Ces deux dames se connaissaient de nom, et par là savaient les égards qu’elles se devaient l’une à l’autre.

À tout cela Valville ne disait mot, et regardait seulement la demoiselle, sur qui, contre son ordinaire, je lui trouvais les yeux attachés plus souvent que sur moi ; ce que j’attribuais, sans en être contente, à un pur mouvement de curiosité.

Le moyen de le soupçonner d’autre chose, lui qui m’aimait tant, qui venait dans la même journée de m’en donner de si grandes preuves ; lui que j’aimais tant moi-même, à qui je l’avais tant dit, et qui était si charmé d’en être sûr.

Hélas ! sûr ! peut-être ne l’était-il que trop. On ne le croirait pas, mais les âmes tendres et délicates ont volontiers le défaut de se relâcher dans leur tendresse, quand elles ont obtenu toute la vôtre : l’envie de vous plaire leur fournit des grâces infinies, leur fait faire des efforts qui sont délicieux pour elles ; mais dès qu’elles ont plu, les voilà désœuvrées.

Quoi qu’il en soit, la jeune demoiselle, en reconnaissance de l’attachement que madame de Miran m’ordonnait d’avoir pour elle, vint galamment se jeter à mon cou, et me demander mon amitié.
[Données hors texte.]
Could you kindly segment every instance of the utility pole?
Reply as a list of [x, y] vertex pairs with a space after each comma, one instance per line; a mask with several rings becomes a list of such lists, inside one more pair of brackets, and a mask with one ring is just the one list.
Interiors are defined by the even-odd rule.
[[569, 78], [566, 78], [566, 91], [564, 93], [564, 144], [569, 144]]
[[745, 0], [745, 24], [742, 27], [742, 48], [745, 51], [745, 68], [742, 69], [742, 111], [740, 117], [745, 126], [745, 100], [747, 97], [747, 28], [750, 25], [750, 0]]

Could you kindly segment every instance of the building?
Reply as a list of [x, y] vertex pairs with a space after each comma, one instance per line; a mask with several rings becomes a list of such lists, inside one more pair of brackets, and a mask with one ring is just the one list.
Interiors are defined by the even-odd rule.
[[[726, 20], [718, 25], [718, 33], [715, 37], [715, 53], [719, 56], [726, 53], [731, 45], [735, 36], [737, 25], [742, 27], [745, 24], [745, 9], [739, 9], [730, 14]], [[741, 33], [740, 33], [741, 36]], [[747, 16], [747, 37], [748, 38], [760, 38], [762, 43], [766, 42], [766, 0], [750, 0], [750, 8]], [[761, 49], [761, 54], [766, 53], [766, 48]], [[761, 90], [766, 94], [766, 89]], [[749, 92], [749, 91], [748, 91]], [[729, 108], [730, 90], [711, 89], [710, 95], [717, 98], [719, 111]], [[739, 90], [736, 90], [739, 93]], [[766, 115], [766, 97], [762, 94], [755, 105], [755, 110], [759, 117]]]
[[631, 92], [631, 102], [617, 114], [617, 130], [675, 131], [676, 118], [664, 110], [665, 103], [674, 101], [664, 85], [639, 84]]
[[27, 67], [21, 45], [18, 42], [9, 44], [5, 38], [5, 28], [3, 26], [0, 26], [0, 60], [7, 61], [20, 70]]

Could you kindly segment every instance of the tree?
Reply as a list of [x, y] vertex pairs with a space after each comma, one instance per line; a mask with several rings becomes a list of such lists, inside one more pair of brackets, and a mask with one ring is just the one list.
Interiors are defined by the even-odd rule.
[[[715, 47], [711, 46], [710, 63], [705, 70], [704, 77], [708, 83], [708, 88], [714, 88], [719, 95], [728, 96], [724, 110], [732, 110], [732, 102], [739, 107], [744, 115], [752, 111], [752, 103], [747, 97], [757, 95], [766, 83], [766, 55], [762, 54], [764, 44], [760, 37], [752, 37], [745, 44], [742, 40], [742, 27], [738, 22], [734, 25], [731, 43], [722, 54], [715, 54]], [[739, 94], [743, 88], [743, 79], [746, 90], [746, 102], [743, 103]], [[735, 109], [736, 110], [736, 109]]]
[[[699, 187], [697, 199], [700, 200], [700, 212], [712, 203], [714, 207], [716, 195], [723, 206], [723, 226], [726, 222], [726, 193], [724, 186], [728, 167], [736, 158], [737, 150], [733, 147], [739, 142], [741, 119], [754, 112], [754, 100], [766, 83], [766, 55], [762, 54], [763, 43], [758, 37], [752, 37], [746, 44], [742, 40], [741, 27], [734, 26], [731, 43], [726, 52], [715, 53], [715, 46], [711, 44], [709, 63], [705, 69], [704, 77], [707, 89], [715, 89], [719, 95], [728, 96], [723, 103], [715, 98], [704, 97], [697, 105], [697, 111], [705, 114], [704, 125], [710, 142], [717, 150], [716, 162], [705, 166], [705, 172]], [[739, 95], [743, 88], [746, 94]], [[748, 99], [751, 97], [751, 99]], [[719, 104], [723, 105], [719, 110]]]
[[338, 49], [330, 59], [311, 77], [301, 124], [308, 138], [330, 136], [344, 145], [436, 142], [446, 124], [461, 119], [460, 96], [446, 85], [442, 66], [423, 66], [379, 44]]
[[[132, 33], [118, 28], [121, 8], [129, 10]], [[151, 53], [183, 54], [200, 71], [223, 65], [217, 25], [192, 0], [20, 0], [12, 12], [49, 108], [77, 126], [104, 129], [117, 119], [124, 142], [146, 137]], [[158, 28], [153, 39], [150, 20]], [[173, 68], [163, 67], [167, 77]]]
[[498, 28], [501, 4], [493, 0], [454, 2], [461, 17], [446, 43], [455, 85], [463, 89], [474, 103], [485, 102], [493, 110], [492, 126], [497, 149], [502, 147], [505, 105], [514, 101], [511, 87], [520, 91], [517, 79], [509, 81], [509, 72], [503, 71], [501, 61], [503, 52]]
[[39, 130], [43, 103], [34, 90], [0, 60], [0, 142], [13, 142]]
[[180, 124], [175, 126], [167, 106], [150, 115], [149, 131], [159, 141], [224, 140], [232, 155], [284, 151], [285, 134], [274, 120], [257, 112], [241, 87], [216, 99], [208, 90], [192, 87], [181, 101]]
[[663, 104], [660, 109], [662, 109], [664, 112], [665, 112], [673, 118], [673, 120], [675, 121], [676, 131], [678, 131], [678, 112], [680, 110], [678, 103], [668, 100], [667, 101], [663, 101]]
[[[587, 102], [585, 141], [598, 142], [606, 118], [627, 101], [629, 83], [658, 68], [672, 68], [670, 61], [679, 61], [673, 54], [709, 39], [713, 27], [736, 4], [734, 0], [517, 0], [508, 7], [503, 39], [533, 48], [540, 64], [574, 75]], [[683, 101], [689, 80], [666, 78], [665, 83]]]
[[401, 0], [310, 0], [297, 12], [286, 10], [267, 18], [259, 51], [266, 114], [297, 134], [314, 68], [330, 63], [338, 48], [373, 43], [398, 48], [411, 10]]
Cette action, à laquelle elle se livra de la manière du monde la plus aimable et la plus naïve, m’attendrit ; je n’en aurais peut-être pas fait autant qu’elle ; non qu’elle ne m’eût paru fort digne d’être aimée ; mais mon cœur ne me disait rien pour elle, ou plutôt je me sentais un fond de froideur que j’aurais eu de la peine à vaincre, et qui ne tint point contre ses caresses : je les lui rendis avec toute la sensibilité dont j’étais capable, et m’intéressai véritablement à elle, qui, s’arrachant encore d’entre les bras de sa mère, se retira dans le couvent. Je lui criai que j’allais la suivre dès que nous aurions vu l’abbesse, avec qui madame de Miran voulait avoir un instant d’entretien.

La mère remonta dans son équipage, baignée de ses larmes et le lendemain partit en effet pour l’Angleterre.